Originally called “Harvest Hymn,” this text is much more comprehensive than that title implies. It also deals with stewardship, thanksgiving, and God’s endless gifts that continue to astound us. It is set to a familiar Welsh tune whose name means “throughout the night.”

In England in the middle of the twentieth century, "God, who made the earth and heaven" was associated with the tune AR HYD Y NOS. In 1957 Francis Jackson wrote another tune for it, called EAST ACKLAM. Jackson's tune never caught on. John Wilson, a particularly able hymnologist who saw this lonely tune as a good one, suggested to Fred Pratt Green that he should write a text for it, "preferably on a harvest theme where new hymns were badly needed?" Green did as requested, and the hymn appeared in the Methodist Recorder in August 1970 as "HARVEST HYMN." Not surprisingly, since this is such an able text—about harvest, stewardship, thanksgiving, and the wonders of God that astound and confound us—it has since been included in many hymnals and sung widely. Ironically, however, it has been used more often with AR HYD Y NOS than with EAST ACKLAM. Lutheran Book of Worship (1978, #563) daringly joined it to SANTA BARBARA. Evangelical Lutheran Worship retains the same slightly modified text (Green's text originally began, “For the fruits of his creation) but joins it to this congregational tune in a very happy marriage.

Fred Pratt Green is perhaps best described as the twentieth-century hymn-writing version of Charles Wesley. He was born in a suburb of Liverpool, where his father ran a leather manufacturing business and was a Wesleyan Methodist and local preacher. His mother was an Anglican. As a child he worshiped in an Anglican Church. He wanted to become an architect but worked in his father's leather business for four years, developed an interest in writing, married Marjorie Dowsett, and became a Methodist minister and superintendent.

When he retired in 1969, he planned to spend his time doing pastels. That plan never materialized. He accepted an invitation to serve on the Working Party of the Methodist Conference in Great Britain to prepare a supplement to the Methodist Hymn-Book (which was published as Hymns and Songs).

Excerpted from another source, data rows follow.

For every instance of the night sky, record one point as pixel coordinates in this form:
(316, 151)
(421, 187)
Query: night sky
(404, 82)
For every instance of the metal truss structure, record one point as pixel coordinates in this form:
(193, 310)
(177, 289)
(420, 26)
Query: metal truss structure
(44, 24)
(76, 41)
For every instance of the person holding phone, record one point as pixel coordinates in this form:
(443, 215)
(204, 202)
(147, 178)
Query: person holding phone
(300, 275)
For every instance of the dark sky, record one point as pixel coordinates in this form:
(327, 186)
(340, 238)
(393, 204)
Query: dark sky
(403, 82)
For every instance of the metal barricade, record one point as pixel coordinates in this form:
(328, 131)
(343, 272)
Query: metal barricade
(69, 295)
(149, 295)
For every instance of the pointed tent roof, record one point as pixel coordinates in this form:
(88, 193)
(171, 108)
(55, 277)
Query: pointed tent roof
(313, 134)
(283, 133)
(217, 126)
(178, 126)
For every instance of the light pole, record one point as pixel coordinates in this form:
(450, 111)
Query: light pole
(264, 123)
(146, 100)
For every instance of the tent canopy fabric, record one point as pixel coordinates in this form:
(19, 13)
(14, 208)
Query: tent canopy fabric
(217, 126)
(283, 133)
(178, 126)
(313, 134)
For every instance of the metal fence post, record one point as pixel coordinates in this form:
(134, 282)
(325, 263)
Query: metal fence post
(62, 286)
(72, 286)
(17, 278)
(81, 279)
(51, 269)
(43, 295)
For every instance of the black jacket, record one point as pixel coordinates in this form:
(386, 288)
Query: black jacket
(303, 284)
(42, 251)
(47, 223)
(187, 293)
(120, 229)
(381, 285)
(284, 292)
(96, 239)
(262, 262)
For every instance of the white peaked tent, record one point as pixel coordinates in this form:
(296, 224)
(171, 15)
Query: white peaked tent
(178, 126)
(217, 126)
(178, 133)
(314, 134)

The committee asked him to write hymns for topics that seemed to be lacking, and hymn writing replaced water colors for most of the rest of his life. John Wilson and Erik Routley encouraged him.

Fred Pratt Green's poetic interests and abilities did not suddenly appear out of nowhere. When he came to the Finsbury Park Circuit in 1944, he made a pastoral call to Fallon Webb, the father of one of his Sunday school children. Webb, in spite of his arthritis, had an intense interest in poetry. When he discovered that Green had written some poems, he suggested that they each write a poem and criticize the other's work at their next encounter. They continued the practice weekly for the next twenty years, until Webb's death. Green was well prepared for hymn writing.

He produced a large number of hymns, many of which are included in denominational hymnals. He received an honorary doctorate from Emory University, served as vice president of the Hymn Society of Great Britain and Ireland, and was made a fellow of the Hymn Society of the United States and Canada. In addition to being a faithful pastor and remarkable hymn writer, he was an unusually humble man with a twinkle in his eye and a song in his heart.